Upgrade pipelines with worker job#574
Conversation
|
I think this would work immediately at least to ease the building process. Is the idea eventually that this endpoint is modified or a tool is put in place to specify the updates externally instead of relying on the two statically defined internal shell scripts? |
|
You make a good point. There's no real reason to offload this to a bash script. Might as well allow for more granular updates. |
|
I haven't really wrapped my head around exactly what I wanted, but this may overlap a bit with #557. |
|
I've come up with a possible solution. It's been evading me all day. I have a couple of goals here:
In addition, we've been doing some dumb things with pipelines from the start
I would like to instead have a
For now, the schema of that config can be the same as it is now, but it could easily change to be your schema described in #557. One issue is that we need to keep downloaded addons in a separate directory from the viame install tree. It's a bad idea to mix a container image directory tree (ephemeral) with a persistent tree, so there will have to be 2 locations to look for pipes. |
|
I like the idea of the worker and server being separate and being able to change pipelines externally without having to relaunch. There is one possible hiccup with separating pipelines into different folders and that is some have what I think are relative cascading dependencies on the
|
|
Thanks for pointing that out. For the short term, we can continue using the default pipeline location. It means we can never rm -rf to get rid of old pipes while running (would require a container restart) but it's something. Hopefully Matt can help us resolve this in the future. |
@BryonLewis what do you think about something like this?

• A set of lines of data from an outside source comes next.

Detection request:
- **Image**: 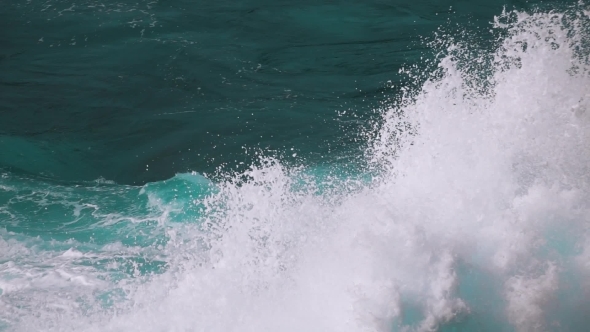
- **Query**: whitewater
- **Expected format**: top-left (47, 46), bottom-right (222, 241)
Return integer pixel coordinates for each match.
top-left (0, 4), bottom-right (590, 332)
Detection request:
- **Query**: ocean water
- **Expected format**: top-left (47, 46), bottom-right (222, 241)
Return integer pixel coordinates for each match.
top-left (0, 0), bottom-right (590, 332)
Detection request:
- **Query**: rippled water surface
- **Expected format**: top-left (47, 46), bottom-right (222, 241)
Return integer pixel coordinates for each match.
top-left (0, 0), bottom-right (590, 332)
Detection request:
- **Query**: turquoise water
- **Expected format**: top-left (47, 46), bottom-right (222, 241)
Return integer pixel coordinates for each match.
top-left (0, 0), bottom-right (590, 332)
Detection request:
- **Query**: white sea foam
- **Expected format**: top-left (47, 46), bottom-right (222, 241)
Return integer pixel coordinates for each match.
top-left (0, 3), bottom-right (590, 332)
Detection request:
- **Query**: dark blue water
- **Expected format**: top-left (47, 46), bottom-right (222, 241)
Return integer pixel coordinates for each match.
top-left (0, 0), bottom-right (590, 331)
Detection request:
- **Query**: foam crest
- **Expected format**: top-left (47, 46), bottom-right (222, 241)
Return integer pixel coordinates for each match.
top-left (0, 3), bottom-right (590, 332)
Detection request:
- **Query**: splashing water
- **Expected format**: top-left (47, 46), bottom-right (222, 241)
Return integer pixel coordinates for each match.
top-left (0, 7), bottom-right (590, 332)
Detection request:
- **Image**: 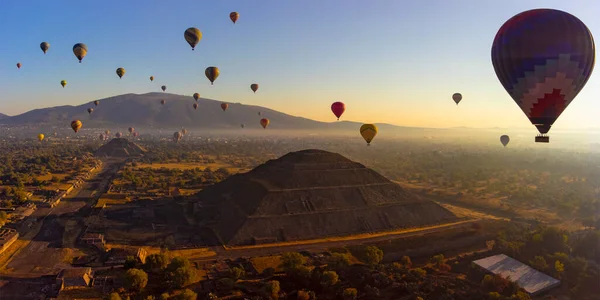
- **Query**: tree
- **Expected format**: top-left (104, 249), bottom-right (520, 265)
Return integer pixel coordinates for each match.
top-left (124, 269), bottom-right (148, 291)
top-left (264, 280), bottom-right (280, 299)
top-left (321, 271), bottom-right (339, 288)
top-left (342, 288), bottom-right (358, 300)
top-left (281, 252), bottom-right (306, 273)
top-left (144, 253), bottom-right (169, 273)
top-left (174, 289), bottom-right (198, 300)
top-left (108, 292), bottom-right (121, 300)
top-left (365, 246), bottom-right (383, 265)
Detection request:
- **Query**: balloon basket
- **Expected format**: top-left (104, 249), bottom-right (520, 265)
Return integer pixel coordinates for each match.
top-left (535, 135), bottom-right (550, 143)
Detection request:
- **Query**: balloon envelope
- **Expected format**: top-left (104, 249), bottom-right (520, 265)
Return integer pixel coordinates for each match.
top-left (492, 9), bottom-right (595, 134)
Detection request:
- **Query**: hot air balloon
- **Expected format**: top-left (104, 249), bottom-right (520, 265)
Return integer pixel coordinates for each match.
top-left (204, 67), bottom-right (219, 85)
top-left (183, 27), bottom-right (202, 50)
top-left (73, 43), bottom-right (87, 63)
top-left (173, 131), bottom-right (183, 143)
top-left (229, 11), bottom-right (240, 24)
top-left (40, 42), bottom-right (50, 54)
top-left (452, 93), bottom-right (462, 105)
top-left (360, 124), bottom-right (377, 146)
top-left (492, 9), bottom-right (595, 143)
top-left (500, 134), bottom-right (510, 147)
top-left (117, 68), bottom-right (125, 78)
top-left (71, 120), bottom-right (83, 133)
top-left (260, 118), bottom-right (271, 129)
top-left (331, 102), bottom-right (346, 120)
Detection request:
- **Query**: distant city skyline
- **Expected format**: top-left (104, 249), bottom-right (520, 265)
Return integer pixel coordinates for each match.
top-left (0, 0), bottom-right (600, 132)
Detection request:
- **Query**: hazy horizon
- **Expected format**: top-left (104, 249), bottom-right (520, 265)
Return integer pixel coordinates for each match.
top-left (0, 0), bottom-right (600, 130)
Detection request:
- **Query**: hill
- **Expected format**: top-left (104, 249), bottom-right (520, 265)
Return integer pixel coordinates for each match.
top-left (195, 150), bottom-right (456, 246)
top-left (95, 138), bottom-right (146, 157)
top-left (0, 93), bottom-right (424, 130)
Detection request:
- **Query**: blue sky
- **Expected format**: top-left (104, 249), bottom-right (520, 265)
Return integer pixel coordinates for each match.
top-left (0, 0), bottom-right (600, 129)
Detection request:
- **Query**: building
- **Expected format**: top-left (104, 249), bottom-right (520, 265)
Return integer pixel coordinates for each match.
top-left (473, 254), bottom-right (560, 296)
top-left (56, 268), bottom-right (92, 287)
top-left (0, 228), bottom-right (19, 253)
top-left (80, 233), bottom-right (104, 245)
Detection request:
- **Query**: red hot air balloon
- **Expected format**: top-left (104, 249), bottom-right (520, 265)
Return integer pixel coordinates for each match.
top-left (331, 102), bottom-right (346, 120)
top-left (492, 9), bottom-right (595, 143)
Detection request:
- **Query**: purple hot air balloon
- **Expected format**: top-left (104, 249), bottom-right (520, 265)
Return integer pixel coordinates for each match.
top-left (492, 9), bottom-right (595, 143)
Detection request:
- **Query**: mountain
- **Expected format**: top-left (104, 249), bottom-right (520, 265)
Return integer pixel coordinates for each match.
top-left (194, 149), bottom-right (457, 246)
top-left (95, 138), bottom-right (146, 157)
top-left (0, 93), bottom-right (422, 130)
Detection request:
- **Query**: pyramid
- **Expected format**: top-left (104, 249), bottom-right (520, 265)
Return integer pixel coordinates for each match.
top-left (196, 150), bottom-right (457, 246)
top-left (95, 138), bottom-right (146, 157)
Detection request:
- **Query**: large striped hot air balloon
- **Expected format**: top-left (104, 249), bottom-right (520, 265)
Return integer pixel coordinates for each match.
top-left (492, 9), bottom-right (595, 143)
top-left (183, 27), bottom-right (202, 50)
top-left (360, 124), bottom-right (377, 146)
top-left (204, 67), bottom-right (219, 85)
top-left (73, 43), bottom-right (87, 63)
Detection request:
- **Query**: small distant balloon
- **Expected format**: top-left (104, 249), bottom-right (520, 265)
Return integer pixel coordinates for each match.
top-left (360, 124), bottom-right (378, 146)
top-left (452, 93), bottom-right (462, 105)
top-left (40, 42), bottom-right (50, 54)
top-left (183, 27), bottom-right (202, 50)
top-left (73, 43), bottom-right (87, 63)
top-left (331, 102), bottom-right (346, 120)
top-left (500, 134), bottom-right (510, 147)
top-left (229, 11), bottom-right (240, 24)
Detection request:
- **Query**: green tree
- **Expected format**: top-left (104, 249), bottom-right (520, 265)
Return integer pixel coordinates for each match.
top-left (175, 289), bottom-right (198, 300)
top-left (108, 292), bottom-right (121, 300)
top-left (124, 269), bottom-right (148, 292)
top-left (365, 246), bottom-right (383, 265)
top-left (342, 288), bottom-right (358, 300)
top-left (321, 271), bottom-right (339, 288)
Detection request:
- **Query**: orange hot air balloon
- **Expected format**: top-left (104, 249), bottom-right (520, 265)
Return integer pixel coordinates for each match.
top-left (331, 102), bottom-right (346, 120)
top-left (260, 118), bottom-right (271, 129)
top-left (71, 120), bottom-right (83, 133)
top-left (229, 11), bottom-right (240, 24)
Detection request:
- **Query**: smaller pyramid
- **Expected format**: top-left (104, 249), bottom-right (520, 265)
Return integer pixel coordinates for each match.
top-left (95, 138), bottom-right (146, 157)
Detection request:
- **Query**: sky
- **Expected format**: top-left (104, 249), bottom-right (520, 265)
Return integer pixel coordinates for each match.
top-left (0, 0), bottom-right (600, 131)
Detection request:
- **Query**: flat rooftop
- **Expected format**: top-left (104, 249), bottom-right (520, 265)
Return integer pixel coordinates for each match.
top-left (473, 254), bottom-right (560, 295)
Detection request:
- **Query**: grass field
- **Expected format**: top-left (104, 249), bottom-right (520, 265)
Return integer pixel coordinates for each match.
top-left (250, 255), bottom-right (283, 273)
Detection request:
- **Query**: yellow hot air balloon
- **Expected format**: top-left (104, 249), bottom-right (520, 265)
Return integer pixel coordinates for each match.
top-left (360, 124), bottom-right (377, 146)
top-left (117, 68), bottom-right (125, 78)
top-left (204, 67), bottom-right (220, 85)
top-left (71, 120), bottom-right (83, 133)
top-left (183, 27), bottom-right (202, 50)
top-left (73, 43), bottom-right (87, 63)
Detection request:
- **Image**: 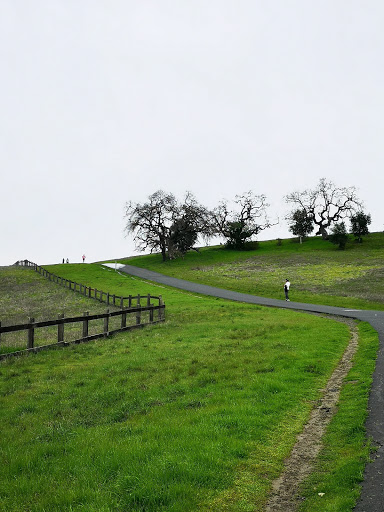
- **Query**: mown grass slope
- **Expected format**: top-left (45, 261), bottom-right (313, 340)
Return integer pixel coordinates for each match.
top-left (121, 233), bottom-right (384, 310)
top-left (0, 241), bottom-right (377, 512)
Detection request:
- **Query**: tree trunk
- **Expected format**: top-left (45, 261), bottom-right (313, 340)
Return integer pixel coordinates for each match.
top-left (316, 225), bottom-right (329, 240)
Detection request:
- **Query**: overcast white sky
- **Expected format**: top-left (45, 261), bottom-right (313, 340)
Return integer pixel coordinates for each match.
top-left (0, 0), bottom-right (384, 265)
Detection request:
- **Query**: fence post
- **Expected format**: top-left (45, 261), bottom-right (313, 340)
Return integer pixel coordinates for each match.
top-left (159, 295), bottom-right (163, 320)
top-left (28, 317), bottom-right (35, 348)
top-left (57, 313), bottom-right (64, 343)
top-left (121, 310), bottom-right (127, 329)
top-left (147, 293), bottom-right (153, 323)
top-left (104, 309), bottom-right (109, 336)
top-left (136, 295), bottom-right (141, 325)
top-left (83, 311), bottom-right (89, 338)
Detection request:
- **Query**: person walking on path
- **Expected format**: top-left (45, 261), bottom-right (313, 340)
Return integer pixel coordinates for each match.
top-left (284, 279), bottom-right (291, 302)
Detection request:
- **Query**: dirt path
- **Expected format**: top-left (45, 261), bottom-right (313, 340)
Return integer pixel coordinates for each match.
top-left (265, 319), bottom-right (358, 512)
top-left (121, 265), bottom-right (384, 512)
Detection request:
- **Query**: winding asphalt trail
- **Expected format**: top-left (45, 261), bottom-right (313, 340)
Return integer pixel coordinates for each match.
top-left (119, 265), bottom-right (384, 512)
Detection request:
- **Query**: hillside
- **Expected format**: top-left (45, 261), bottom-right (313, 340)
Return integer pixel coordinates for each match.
top-left (119, 233), bottom-right (384, 310)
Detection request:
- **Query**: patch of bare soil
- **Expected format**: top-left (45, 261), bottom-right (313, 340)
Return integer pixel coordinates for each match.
top-left (265, 318), bottom-right (358, 512)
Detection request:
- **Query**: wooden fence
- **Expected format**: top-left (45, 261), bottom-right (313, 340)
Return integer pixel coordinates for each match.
top-left (0, 260), bottom-right (165, 359)
top-left (15, 260), bottom-right (162, 308)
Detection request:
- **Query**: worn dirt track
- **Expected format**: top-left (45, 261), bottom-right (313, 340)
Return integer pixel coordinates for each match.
top-left (119, 265), bottom-right (384, 512)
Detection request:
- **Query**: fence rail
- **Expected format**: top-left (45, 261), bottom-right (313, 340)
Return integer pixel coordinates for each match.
top-left (15, 260), bottom-right (162, 308)
top-left (0, 260), bottom-right (165, 359)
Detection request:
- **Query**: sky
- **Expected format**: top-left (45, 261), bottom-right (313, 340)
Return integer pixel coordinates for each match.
top-left (0, 0), bottom-right (384, 265)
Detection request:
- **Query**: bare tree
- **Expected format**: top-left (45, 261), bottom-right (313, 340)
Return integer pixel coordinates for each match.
top-left (286, 209), bottom-right (314, 242)
top-left (211, 191), bottom-right (272, 249)
top-left (125, 190), bottom-right (208, 261)
top-left (285, 178), bottom-right (362, 239)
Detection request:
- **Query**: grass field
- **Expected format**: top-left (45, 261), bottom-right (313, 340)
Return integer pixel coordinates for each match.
top-left (0, 235), bottom-right (380, 512)
top-left (122, 233), bottom-right (384, 310)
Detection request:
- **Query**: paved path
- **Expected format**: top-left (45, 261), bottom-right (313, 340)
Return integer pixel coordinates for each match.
top-left (119, 265), bottom-right (384, 512)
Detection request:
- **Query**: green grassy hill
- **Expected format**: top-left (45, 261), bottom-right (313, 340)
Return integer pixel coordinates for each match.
top-left (120, 233), bottom-right (384, 310)
top-left (0, 237), bottom-right (381, 512)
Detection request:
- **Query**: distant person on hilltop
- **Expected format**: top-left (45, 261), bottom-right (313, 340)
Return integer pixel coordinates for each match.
top-left (284, 279), bottom-right (291, 302)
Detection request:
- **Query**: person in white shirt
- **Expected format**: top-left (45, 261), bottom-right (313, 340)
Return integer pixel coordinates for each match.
top-left (284, 279), bottom-right (291, 302)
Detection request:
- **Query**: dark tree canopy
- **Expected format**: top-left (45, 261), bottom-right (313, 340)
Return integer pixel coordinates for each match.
top-left (125, 190), bottom-right (209, 261)
top-left (287, 209), bottom-right (314, 238)
top-left (351, 211), bottom-right (371, 243)
top-left (329, 222), bottom-right (348, 250)
top-left (285, 178), bottom-right (362, 239)
top-left (211, 191), bottom-right (272, 249)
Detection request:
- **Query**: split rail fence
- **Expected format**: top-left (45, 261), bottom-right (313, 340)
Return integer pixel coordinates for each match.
top-left (0, 260), bottom-right (165, 359)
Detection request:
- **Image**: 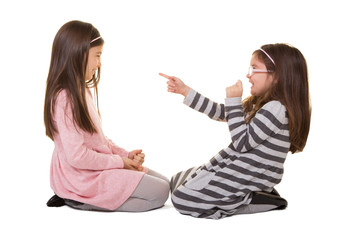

Naturally the lack of worker management means other jobs couldn't be allowed to run while this was running, or you'd get pipe missing errors. I don't think stalling the queue using celery controller is reliable.
I think just adding a
dive.pipelines_stalledbool setting while the job runs such that trying to start a pipeline while it's true throws a 409 conflict, and then requiring an empty queue and idle runners as a pre-condition to starting the upgrade.It's sort of a coarse lock, but I think it's easier to understand than trying to drain the queue and stall jobs using celery controller.